The discussion of the issue of remoteness should be prefaced by commenting that in the prior appeal, Department of Transportation v. Zabel (3rd Dist. 1975), 29 Ill. App. 3d 407, 330 N.E.2d 878, this court directed the trial court not to set a valuation date other than the filing date of the petition. Pursuant to our mandate and the petitioner’s motion to reset the valuation date, the valuation date was set at January 17, 1972. During the petitioner’s offer of proof, the appraisal witnesses for the petitioner testified that their latest on-site inspections of the farm were August 4, 1971, and July 20, 1971. They further testified that they drove past the farm and observed that no new improvements were made on the farm between the inspection dates and the valuation date. Their method of updating the appraisals to the valuation date was also presented in their testimony.

The State has the burden of proving the fair cash value of the property taken. (County of Cook v. Holland (1954), 3 Ill. 2d 36, 119 N.E.2d 760.) Evidence of market value may be utilized as long as that fact is proved by a person acquainted with the land and having knowledge of local real estate values. (Trustees of Schools v. Schroeder (1961), 23 Ill. 2d 74, 177 N.E.2d 178.) The question of the qualification of the witness to determine property value is within the discretion of the trial court, but generally, the question of a witness’ experience goes only to the weight of his testimony. Trustees of Schools v. Schroeder (1961), 23 Ill. 2d 74, 177 N.E.2d 178.

In this case there has been no challenge to the experience or qualifications of the State’s appraisal witnesses, only to their familiarity with the defendants’ property. If a witness evidences familiarity with the property, the witness will be allowed to testify. (Department of Public Works & Buildings v. King (5th Dist. 1969), 111 Ill. App. 2d 357, 250 N.E.2d 187.) If not, the witness will not be allowed to testify. (Department of Public Works & Bldgs. v. Bohne (1953), 415 Ill. 253, 113 N.E.2d 319.) In this case, the petitioner’s appraisal witnesses evidenced sufficient familiarity with the defendants’ land that their appraisals could not have been determined to be remote as a matter of law. That the witnesses’ on-site inspection occurred about six months prior to the valuation date is a matter for the jury to consider in ascribing weight to the testimony. Had remoteness been the only ground for the trial court’s *1053denying admission of this testimony, we would clearly have to find the trial court in error.

Concerning the issue of improper theories of valuation, both parties agree that the controlling law is that presented in Department of Public Works & Buildings v. Butler (4th Dist. 1972), 5 Ill. App. 3d 134, 283 N.E.2d 109. The relative dependence or independence of the part taken to the entire tract may be proven. (Department of Public Works & Buildings v. Oberlaender (3rd Dist. 1968), 92 Ill.
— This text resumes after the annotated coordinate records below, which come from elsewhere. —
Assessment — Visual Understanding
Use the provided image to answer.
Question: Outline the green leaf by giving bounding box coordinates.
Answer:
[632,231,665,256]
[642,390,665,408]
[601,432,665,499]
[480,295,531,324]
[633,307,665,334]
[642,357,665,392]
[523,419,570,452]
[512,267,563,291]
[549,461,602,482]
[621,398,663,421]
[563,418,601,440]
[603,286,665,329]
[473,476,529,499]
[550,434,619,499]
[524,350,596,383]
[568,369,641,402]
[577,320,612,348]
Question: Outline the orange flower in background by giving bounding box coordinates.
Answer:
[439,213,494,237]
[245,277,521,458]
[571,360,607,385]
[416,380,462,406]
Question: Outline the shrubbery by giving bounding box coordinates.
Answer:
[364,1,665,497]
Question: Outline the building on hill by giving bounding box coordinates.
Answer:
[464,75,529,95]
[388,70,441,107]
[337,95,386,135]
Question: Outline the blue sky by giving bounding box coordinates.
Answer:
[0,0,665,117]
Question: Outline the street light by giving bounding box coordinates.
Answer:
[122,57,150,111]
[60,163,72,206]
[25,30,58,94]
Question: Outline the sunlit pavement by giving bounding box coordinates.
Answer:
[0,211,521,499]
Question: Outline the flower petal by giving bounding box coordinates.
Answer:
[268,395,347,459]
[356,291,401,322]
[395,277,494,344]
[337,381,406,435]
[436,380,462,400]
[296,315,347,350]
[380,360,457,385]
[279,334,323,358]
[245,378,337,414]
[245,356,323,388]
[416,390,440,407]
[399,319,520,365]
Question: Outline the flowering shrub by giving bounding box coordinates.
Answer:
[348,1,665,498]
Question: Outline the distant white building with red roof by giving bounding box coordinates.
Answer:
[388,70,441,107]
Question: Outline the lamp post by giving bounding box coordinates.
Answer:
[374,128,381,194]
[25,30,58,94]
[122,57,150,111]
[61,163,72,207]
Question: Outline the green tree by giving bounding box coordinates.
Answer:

App. 2d 174, 235 N.E.2d 3.) However, the trial court may strike the testimony where an appraisal witness bases his opinion on improper elements. (Department of Public Works & Buildings v. Butler (4th Dist. 1972), 5 Ill. App. 3d 134, 283 N.E.2d 109.) The witnesses for the petitioner cannot testify that the bare land to be taken is not enhanced in value by reason of improvements on the whole farm. (Department of Public Works & Buildings v. Butler (4th Dist. 1972), 5 Ill. App. 3d 134, 283 N.E.2d 109.) That would lead to the incongruous result of having the bare unimproved land taken valued lower than the bare unimproved land not taken and remaining associated with the improvements. Therefore, the trial court properly allowed the defendants to cross-examine the petitioner’s witnesses as to the contributory value of the improvements to the bare land taken. And it was proper for the trial court to refuse the petitioner’s offers of proof since cross-examination established that the value of the land taken did not include the contributory value of the buildings as it was appraised by these witnesses.

Accordingly, we affirm the judgment of the Circuit Court of Grundy County.

Affirmed.

ALLOY, P. J., and STENGEL, J., concur.